Buch-Rezension - das meint Kinderbuch-Couch.de: Bevor ich auf die Welt kam von Katerina Janouch

erschienen bei Oetinger

geeignet für Kinder im Alter ab 4 Jahren

Manche Eltern fragen sich vielleicht, wann der richtige Zeitpunkt für die erste Aufklärung gekommen ist. Spätestens zu Beginn des Kindergartenalters – meist schon vorher – tauchen die ersten Fragen auf. „Bevor ich auf die Welt kam – wie Babys entstehen“ von Katerina Janouch, erschienen bei Oetinger, ist ein erster, hilfreicher Ratgeber in Sachen „rund um die Sexualität“. Ein kleiner Junge beantwortet die Fragen eines imaginären „Freundes“ im Dialog. Aufklärung sehr kindgerecht und lebensnah! Meiner Meinung nach, ein wichtiges Kinderbuch für jedes Kinderzimmer und für den Kindergarten!

Ein kleiner, ungefähr vierjähriger Junge macht sich Gedanken, wo er eigentlich war „Bevor ich auf die Welt kam“. Er glaubt, er war an einem Ort, den keiner kennt und wo viele Ungeborene viel Spaß miteinander hatten.
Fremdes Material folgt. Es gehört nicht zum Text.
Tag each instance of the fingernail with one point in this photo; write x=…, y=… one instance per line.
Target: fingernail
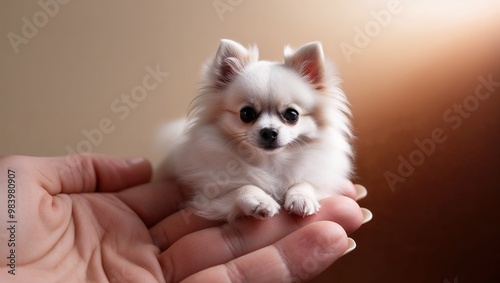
x=351, y=245
x=367, y=215
x=136, y=160
x=361, y=192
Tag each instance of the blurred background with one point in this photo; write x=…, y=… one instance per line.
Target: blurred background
x=423, y=79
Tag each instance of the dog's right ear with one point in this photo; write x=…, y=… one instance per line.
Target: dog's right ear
x=230, y=59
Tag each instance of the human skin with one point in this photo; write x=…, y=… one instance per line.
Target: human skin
x=94, y=218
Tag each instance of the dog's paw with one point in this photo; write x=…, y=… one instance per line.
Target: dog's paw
x=301, y=201
x=259, y=206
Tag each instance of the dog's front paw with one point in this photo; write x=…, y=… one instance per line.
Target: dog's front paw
x=301, y=200
x=259, y=205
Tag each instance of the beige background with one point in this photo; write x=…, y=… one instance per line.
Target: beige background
x=437, y=223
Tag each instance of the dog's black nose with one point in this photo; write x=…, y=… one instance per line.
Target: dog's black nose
x=269, y=135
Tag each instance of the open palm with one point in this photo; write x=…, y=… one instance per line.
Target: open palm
x=91, y=218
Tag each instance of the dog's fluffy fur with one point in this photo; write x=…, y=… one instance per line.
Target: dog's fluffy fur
x=262, y=135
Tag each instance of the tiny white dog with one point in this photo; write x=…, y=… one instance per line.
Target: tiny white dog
x=262, y=135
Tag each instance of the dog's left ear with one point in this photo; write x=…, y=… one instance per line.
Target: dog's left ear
x=308, y=61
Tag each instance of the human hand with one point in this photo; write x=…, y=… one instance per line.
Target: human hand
x=95, y=218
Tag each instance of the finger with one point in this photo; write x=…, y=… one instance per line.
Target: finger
x=299, y=256
x=226, y=242
x=91, y=172
x=154, y=201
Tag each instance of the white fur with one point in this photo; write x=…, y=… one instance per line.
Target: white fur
x=220, y=159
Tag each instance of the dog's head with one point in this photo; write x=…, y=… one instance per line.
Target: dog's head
x=267, y=105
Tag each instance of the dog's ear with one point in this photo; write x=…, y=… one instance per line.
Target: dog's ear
x=308, y=61
x=230, y=59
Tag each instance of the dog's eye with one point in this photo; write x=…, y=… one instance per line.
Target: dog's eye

Und dann haben sich seine Eltern unglaublich nach ihm gesehnt. Und da alle Babys zuerst bei einer Mama im Bauch waren, war es logischerweise auch dieser kleine Junge. Und wie ist er da genau hereingekommen? Seine Mama und sein Papa sind sich irgendwie begegnet und haben sich ineinander verliebt. Erst haben sie eine schöne Zeit miteinander verbracht und dann wollen sie gerne ein Baby. Sie hatten Sex miteinander und so haben Sperma und Eizellen zusammengefunden und ein Baby ist entstanden!

Im Bauch der Mutter gibt es einen bestimmten Ort, wo Platz genug ist und der sich den neuen Anforderungen immer wieder anpasst. Manchmal entstehen Zwillinge oder Mehrlinge und wenn Eltern keine Kinder bekommen können, dann können manchmal Ärzte helfen z. B. mit einem Retortenbaby. Auf ein Baby muss man ziemlich lange warten, 40 Wochen, um genau zu sein, denn das Baby braucht viel Zeit, um alle Organe zu entwickeln. Und was macht das Baby den ganzen Tag im Bauch? Essen, Trinken und Üben. Und dann ist es soweit: alles ist fertig, das Baby will raus und endlich die Welt kennen lernen. Die Geburt beginnt, das Baby wird geboren und manchmal bekommen Mamas ihre Babys auch per Kaiserschnitt. Und so wurde auch unser kleiner Junge irgendwann, irgendwie geboren und warum er gerade so geworden ist, wie er ist, das bleibt sein Geheimnis…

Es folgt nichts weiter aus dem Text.